In terms of body weight and fat distribution, the study found that the total fat mass accumulated in the aspartame group mice within one year was about 20% lower than that of the control group, but this "fat loss" did not translate into better metabolic health indicators. Although the weights of the two groups were similar, the fat distribution in the aspartame group gradually tilted toward visceral fat, with an increase in the proportion of fat surrounding organs and a decrease in lean body mass. This pattern is believed to put greater pressure on the heart and metabolic system, and partly explains the changes in heart function and brain energy utilization.
The research team concluded that aspartame can indeed reduce fat deposition by about 20% in mice, but at the expense of mild cardiac hypertrophy and reduced cognitive performance; in other words, while this sweetener "reduces fat" in animal models, it is accompanied by pathophysiological changes in the heart and possibly the brain. However, the authors also emphasized that a significant limitation of this study is that it is currently only based on animal models, and the long-term effects in humans have yet to be confirmed. However, the results highlight the importance of conducting longer-term studies on widely used sweeteners such as aspartame that are close to daily intake levels.

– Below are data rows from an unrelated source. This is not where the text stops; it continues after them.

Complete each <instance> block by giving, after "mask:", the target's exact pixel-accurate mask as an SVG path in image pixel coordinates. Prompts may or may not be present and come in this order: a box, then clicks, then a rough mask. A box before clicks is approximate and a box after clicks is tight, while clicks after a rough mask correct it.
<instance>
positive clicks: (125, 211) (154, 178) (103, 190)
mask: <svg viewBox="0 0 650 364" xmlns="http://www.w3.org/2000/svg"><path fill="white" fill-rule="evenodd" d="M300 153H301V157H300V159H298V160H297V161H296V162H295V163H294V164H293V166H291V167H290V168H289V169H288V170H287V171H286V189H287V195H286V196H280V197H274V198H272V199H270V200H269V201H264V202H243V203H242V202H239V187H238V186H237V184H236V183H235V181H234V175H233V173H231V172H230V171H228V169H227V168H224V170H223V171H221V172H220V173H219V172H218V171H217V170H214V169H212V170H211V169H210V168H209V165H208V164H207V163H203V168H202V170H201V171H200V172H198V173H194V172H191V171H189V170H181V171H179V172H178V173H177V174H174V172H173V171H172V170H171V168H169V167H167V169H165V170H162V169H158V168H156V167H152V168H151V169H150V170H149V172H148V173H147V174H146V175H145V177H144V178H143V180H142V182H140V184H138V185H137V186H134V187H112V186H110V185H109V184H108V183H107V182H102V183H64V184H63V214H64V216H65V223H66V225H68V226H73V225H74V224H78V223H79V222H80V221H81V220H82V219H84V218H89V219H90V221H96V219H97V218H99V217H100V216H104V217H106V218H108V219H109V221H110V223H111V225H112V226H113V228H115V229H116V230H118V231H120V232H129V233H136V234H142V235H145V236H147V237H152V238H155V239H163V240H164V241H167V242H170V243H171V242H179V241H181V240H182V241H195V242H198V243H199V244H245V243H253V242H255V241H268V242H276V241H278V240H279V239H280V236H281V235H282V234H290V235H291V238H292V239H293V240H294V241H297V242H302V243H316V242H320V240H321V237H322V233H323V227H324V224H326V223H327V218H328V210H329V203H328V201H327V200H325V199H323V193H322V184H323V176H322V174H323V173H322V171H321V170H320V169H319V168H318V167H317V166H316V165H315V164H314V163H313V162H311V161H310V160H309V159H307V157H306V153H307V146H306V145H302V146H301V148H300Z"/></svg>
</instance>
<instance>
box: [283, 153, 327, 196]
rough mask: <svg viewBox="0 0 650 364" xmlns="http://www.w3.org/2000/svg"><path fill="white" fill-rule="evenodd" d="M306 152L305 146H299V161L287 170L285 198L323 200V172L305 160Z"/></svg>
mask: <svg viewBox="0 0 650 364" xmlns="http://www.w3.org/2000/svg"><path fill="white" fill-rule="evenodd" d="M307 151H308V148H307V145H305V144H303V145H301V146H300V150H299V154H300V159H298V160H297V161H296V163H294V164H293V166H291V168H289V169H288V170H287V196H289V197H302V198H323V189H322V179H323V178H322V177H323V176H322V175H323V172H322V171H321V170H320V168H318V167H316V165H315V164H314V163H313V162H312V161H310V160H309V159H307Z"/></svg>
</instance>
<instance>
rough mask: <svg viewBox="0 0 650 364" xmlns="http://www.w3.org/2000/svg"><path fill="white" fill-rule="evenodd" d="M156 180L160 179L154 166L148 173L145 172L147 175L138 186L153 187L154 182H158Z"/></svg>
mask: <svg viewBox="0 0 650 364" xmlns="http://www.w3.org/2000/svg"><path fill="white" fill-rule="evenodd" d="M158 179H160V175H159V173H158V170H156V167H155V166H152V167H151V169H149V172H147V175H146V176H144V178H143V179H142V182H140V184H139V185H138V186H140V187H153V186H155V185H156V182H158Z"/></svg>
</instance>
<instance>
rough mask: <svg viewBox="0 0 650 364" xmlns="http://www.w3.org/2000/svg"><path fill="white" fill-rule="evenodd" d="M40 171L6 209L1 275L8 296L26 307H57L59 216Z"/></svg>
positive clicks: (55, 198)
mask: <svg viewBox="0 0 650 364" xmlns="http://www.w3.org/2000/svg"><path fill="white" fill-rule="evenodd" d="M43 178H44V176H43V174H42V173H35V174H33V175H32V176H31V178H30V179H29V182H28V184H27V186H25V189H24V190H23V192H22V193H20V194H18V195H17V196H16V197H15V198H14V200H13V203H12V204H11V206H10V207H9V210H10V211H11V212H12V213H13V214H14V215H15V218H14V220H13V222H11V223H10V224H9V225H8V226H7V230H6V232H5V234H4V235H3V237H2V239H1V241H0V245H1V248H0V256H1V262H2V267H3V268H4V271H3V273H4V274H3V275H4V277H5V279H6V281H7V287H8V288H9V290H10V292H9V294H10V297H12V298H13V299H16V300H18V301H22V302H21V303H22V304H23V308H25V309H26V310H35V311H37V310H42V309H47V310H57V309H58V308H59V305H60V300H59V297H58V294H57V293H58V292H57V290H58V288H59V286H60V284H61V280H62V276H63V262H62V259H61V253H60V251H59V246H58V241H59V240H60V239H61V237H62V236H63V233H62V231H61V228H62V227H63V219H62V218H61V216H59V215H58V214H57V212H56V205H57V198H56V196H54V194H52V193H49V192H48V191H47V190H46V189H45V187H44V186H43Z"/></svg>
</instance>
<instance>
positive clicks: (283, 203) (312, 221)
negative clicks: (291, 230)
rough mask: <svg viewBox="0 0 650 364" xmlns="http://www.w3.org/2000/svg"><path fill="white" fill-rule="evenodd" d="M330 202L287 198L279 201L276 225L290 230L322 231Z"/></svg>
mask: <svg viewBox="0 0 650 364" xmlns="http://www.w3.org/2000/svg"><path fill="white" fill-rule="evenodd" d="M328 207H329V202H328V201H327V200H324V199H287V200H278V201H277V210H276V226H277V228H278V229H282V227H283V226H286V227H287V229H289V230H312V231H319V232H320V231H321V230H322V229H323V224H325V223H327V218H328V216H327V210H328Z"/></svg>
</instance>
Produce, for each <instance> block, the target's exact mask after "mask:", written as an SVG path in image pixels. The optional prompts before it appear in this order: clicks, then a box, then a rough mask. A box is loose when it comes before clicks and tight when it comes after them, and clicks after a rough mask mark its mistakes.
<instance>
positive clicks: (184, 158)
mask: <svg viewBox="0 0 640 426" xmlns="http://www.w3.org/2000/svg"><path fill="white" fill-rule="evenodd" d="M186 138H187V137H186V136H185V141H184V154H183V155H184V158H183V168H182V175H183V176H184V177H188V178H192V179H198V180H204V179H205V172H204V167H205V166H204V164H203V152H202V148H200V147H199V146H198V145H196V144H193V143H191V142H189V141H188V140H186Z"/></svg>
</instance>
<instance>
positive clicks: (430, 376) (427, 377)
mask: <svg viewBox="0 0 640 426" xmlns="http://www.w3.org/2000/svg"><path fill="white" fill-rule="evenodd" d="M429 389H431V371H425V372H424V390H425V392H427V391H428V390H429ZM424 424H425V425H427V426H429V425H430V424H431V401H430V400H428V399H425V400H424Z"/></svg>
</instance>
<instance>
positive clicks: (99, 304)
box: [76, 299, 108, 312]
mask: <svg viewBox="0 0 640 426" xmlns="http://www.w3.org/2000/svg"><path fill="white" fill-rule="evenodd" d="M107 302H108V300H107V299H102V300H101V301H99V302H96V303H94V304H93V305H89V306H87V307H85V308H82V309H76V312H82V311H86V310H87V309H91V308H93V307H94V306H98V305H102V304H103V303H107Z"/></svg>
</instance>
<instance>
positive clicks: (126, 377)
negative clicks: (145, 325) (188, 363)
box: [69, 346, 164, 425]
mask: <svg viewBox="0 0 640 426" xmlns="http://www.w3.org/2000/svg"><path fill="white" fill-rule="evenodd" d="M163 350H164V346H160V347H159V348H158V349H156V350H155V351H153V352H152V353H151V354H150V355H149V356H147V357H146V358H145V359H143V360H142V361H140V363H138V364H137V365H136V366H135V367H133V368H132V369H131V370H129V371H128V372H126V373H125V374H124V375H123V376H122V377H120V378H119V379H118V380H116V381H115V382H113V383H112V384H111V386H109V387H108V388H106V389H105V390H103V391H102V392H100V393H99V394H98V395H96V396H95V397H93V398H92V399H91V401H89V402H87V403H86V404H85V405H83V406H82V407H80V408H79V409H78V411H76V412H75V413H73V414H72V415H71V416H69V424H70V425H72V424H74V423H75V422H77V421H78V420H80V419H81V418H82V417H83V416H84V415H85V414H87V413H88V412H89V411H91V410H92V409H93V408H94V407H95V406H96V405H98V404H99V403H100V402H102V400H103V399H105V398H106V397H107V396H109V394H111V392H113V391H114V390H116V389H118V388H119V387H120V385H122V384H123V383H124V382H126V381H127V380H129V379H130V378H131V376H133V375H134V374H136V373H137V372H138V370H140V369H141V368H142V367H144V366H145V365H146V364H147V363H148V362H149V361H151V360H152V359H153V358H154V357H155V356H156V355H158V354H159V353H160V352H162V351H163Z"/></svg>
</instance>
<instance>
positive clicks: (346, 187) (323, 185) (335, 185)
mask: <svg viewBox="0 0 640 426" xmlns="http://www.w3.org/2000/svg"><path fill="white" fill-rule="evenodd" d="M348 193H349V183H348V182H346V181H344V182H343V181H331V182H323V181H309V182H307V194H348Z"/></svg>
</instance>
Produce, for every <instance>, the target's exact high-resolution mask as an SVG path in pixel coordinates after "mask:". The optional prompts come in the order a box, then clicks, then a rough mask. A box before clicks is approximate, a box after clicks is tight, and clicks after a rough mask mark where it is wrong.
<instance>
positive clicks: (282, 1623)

Since first being approved by the U.S. FDA in 1974, aspartame (L-aspartyl-L-phenylalanine methyl ester) has become one of the most dominant artificial sweeteners in the U.S. market and is widely used in an estimated 6,000 foods and beverages. Multiple studies in the past have suggested that it is associated with health risks such as serious heart problems and reduced learning and memory functions. This long-term experiment further provides new evidence clues for this potential risk from the two dimensions of brain energy metabolism and heart function.